Parler de stratégie juridique, c’est parler de prospective, mais c’est aussi évoquer la question du management du risque juridique. Manager son risque juridique consiste à planifier son action, ou son inaction, en fonction du risque juridique encouru. Or, le risque juridique dépend à la fois de l’ampleur de la condamnation encourue, mais aussi de la probabilité d’être poursuivi. Il devra être mis en perspective avec le gain retiré de l’action ou l’inaction prévue.

Un tel management du risque juridique influence parfois la stratégie marketing d’une entreprise. Elle pose alors la difficile question du rapport entre le droit et l’éthique.

Dans le numéro de Juillet-Août 2008 de l’Entreprise, p47, le magasine accorde une tribune à Augustin Paluel-Marmont, co-fondateur de la marque Michel et Augustin. Le titre de cette article diffusé sur une pleine page est « Un beau coup de pub ». Dans cette tribune, le fondateur des désormais célèbres biscuits explique qu’il a organisé une campagne de communication à proximité de la station de métro parisienne « La Motte-Piquet-Grenelle ». Afin de promouvoir l’événement, la société a embauché 44 personnes afin de modifier les 3.860 plans dans les métros et stations et indiquer en lieu et place de la station le nom « La Motte-Piquet-Grenelle/La Bananeraie de Michel et Augustin », ce qui a conduit nombre de touristes et curieux à se rendre sur les lieux.
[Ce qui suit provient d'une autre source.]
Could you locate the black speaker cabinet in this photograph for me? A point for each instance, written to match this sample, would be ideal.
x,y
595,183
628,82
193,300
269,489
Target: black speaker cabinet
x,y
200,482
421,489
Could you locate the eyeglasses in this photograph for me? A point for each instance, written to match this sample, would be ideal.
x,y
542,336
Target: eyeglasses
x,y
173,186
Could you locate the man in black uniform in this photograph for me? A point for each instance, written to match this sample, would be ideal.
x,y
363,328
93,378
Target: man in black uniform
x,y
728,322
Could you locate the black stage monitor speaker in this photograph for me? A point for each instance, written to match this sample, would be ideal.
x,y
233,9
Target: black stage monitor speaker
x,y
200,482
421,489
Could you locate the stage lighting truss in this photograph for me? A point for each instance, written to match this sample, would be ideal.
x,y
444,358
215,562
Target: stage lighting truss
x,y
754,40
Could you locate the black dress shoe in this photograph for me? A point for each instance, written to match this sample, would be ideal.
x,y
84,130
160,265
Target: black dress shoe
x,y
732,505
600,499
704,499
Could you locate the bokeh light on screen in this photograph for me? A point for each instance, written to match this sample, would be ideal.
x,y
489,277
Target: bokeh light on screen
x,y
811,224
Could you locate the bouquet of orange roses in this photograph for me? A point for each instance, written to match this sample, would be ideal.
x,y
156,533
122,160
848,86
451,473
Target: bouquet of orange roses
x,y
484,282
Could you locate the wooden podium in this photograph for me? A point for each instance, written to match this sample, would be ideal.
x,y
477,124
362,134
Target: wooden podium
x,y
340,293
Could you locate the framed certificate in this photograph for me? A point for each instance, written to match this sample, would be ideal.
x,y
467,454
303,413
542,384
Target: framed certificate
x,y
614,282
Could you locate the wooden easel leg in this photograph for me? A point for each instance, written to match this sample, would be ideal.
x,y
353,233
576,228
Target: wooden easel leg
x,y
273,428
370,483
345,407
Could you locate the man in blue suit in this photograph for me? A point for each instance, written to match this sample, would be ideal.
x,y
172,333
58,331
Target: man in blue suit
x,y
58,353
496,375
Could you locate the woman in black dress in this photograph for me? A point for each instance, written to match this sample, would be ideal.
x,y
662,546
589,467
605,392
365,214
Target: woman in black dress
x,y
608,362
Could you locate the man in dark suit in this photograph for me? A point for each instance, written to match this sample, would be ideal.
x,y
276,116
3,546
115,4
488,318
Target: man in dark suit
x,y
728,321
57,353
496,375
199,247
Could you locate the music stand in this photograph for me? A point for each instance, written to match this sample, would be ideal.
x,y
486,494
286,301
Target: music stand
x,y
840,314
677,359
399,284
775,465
Augustin Paluel-Marmont détaille les « sanctions » subies, consistant en un rappel à l’ordre de l’un des salariés par un contrôleur, et un email de la RATP demandant à la société de retirer les autocollants.

Dans cette affaire, la société Michel et Augustin utilise le métro et les installations de la RATP comme outil de son marketing et les détourne à son profit. Elle est consciente que l’action est illégale mais elle commet cet acte car le ratio entre le risque juridique et le bénéfice en termes de marketing est en faveur de l’illégalité. En effet, cette action de communication serait sanctionnée si elle provenait d’un acteur majeur et plus encore si elle était orchestrée et proposée par une société de marketing pour l’un de ses clients. L’action de communication de Michel et Augustin leur confère donc une sorte d’exclusivité du support de communication - les plans dans les rames de métro - qui ne peut pas être utilisé par les concurrents. Le risque de sanction encourue est lui relativement faible et la probabilité de poursuites l’est encore plus, car la RATP subirait alors un déficit d’image du fait d’une communication négative orchestrée par la PME (la RATP calculerait alors un risque d’image par rapport à un gain juridique ?). Il est également peu probable qu’un Procureur de la République réagisse à cette détériotation de bien public.

Ici, plus encore que le management du risque juridique, le fait de se prévaloir publiquement de cet acte illégal fait partie intégrante de la stratégie de marketing de la biscuiterie.

Reste la question de l’éthique … puisqu’il n’existe pas aujourd’hui de délit d’apologie de l’illégalité.